Clinical leaders and guideline committees have emphasized the need for improved post‑ICU and post‑sepsis care pathways (Needham et al., Crit Care Med 2012). The present study adds an implementable risk‑stratification tool to support that call to action; however, prospective implementation research is needed to determine whether subtype‑guided interventions actually improve outcomes and are cost‑effective.
Next steps and research gaps
– Prospective validation: Apply the algorithm prospectively at discharge in diverse care settings (community hospitals, academic centers, non‑trial populations) and across sepsis phenotypes.
– Implementation trials: Randomized studies testing subtype‑guided interventions (e.g., prioritized early outpatient follow‑up, tailored rehabilitation, home health bundles, or palliative care integration) versus usual care to demonstrate benefit.
– Integration with EHR tools: Develop and test automated EHR algorithms to assign subtypes and trigger care pathways, ensuring usability and minimal alert fatigue.
– Health equity evaluation: Assess whether subtype assignment and downstream care exacerbate or reduce disparities, given associations between discharge destination and social determinants of health.

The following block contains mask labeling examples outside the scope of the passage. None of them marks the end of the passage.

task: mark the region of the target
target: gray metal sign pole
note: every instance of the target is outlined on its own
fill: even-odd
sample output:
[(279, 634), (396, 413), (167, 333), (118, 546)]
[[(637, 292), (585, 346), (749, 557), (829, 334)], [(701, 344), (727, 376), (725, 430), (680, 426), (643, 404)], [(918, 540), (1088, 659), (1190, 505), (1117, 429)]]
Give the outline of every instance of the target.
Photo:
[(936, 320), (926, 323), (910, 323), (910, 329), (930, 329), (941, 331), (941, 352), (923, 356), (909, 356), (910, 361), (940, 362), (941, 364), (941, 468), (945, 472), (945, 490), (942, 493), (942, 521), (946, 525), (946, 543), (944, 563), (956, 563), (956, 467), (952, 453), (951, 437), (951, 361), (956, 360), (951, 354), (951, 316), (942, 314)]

– Mechanistic work: Link subtype trajectories to biomarkers of inflammation, frailty indices, and longitudinal physiologic measures to refine biological understanding.
Conclusion
Flick and colleagues demonstrate that sepsis survivor subtypes defined by three readily available discharge variables replicate predictive associations with 3‑month mortality and 12‑month disability in a multisite trial cohort. The approach is pragmatic and scalable, offering a potential tool to prioritize limited post‑discharge resources and to inform prognostic conversations. Prospective implementation and interventional studies are needed to confirm that subtype‑guided care improves patient‑centered outcomes.

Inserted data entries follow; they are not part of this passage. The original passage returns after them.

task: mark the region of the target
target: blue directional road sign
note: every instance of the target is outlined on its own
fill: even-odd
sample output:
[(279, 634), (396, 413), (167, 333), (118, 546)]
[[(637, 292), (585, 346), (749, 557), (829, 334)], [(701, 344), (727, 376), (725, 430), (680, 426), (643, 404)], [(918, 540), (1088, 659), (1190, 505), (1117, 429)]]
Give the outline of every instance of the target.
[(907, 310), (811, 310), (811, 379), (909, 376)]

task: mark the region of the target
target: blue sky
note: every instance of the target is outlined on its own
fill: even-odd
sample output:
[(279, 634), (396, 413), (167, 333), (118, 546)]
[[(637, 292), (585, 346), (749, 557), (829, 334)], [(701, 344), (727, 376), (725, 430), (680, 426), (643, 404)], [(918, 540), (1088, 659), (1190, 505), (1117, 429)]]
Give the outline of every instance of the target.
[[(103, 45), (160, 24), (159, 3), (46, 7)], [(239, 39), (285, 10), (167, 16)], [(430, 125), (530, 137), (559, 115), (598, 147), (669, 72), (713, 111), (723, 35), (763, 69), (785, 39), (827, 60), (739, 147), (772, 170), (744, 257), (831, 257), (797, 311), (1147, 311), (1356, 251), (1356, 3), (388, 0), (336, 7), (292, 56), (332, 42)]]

Funding and trial registry
The analyzed cohort derives from the CLOVERS randomized trial (Crystalloid Liberal or Vasopressors Early Resuscitation in Sepsis). Funding statements and trial registration details are reported in the original CLOVERS publications and the primary study by Flick et al. (Crit Care Med 2025). Readers should consult the original article for explicit funding sources and trial registry identifiers.
References
Flick RJ, Kamphuis LA, Valley TS, Armstrong‑Hough M, Iwashyna TJ. Association of Sepsis Survivor Subtypes With Long‑Term Mortality and Disability After Discharge: A Retrospective Cohort Study. Crit Care Med. 2025 Nov 13. doi: 10.1097/CCM.0000000000006933. Epub ahead of print. PMID: 41231072.
Iwashyna TJ, Ely EW, Smith DM, Langa KM. Long‑term cognitive impairment and functional disability among survivors of severe sepsis. JAMA. 2010 Oct 6;304(16):1787‑1794. doi:10.1001/jama.2010.1553. PMID: 20921359.

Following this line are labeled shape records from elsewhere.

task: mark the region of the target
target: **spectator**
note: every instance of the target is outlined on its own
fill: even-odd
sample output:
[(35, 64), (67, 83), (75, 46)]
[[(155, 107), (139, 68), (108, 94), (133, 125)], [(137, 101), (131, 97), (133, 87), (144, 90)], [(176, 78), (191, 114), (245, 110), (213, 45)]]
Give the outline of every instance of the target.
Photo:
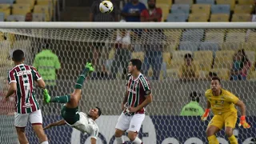
[(94, 0), (90, 6), (90, 22), (118, 22), (118, 4), (116, 0), (112, 0), (114, 10), (110, 14), (102, 14), (98, 8), (102, 0)]
[(121, 15), (126, 22), (141, 22), (140, 16), (146, 6), (138, 0), (132, 0), (128, 2), (122, 10)]
[(120, 30), (117, 31), (117, 38), (114, 44), (116, 53), (112, 62), (110, 71), (112, 78), (116, 78), (116, 74), (118, 72), (118, 68), (122, 66), (123, 69), (122, 78), (124, 79), (127, 73), (129, 60), (131, 58), (131, 32), (125, 29), (122, 30), (122, 31)]
[(190, 97), (191, 102), (186, 104), (182, 110), (182, 116), (202, 116), (204, 114), (203, 109), (199, 105), (201, 94), (193, 91)]
[(233, 58), (230, 79), (231, 81), (246, 80), (250, 66), (250, 62), (247, 58), (245, 50), (243, 49), (239, 50)]
[(182, 80), (193, 80), (197, 78), (197, 66), (193, 63), (190, 54), (184, 56), (185, 63), (180, 67), (180, 77)]
[(46, 86), (56, 86), (56, 70), (60, 69), (61, 65), (58, 56), (50, 50), (44, 49), (36, 54), (33, 66), (38, 70)]
[(162, 9), (155, 6), (156, 0), (148, 0), (148, 10), (141, 14), (141, 22), (161, 22)]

Needham DM, Davidson J, Cohen H, Hopkins RO, Weinert C, Wunsch H, Zawistowski C, Bemis‑Dougherty A, Berney S, Bienvenu OJ, et al. Improving long‑term outcomes after discharge from intensive care unit: report from a stakeholders’ conference. Crit Care Med. 2012 Feb;40(2):502‑9. doi:10.1097/CCM.0b013e318232da75. PMID: 22226949.
Singer M, Deutschman CS, Seymour CW, Shankar‑Hari M, Annane D, Bauer M, Bellomo R, Bernard GR, Chiche JD, Coopersmith CM, et al.; The Third International Consensus Definitions for Sepsis and Septic Shock (Sepsis‑3). JAMA. 2016 Feb 23;315(8):801‑10. doi:10.1001/jama.2016.0287. PMID: 26903338.
Note: This article summarizes and interprets findings reported by Flick et al. (2025). Clinicians should consult the full peer‑reviewed publication for detailed methods, supplementary analyses, and complete statistical reporting prior to implementation.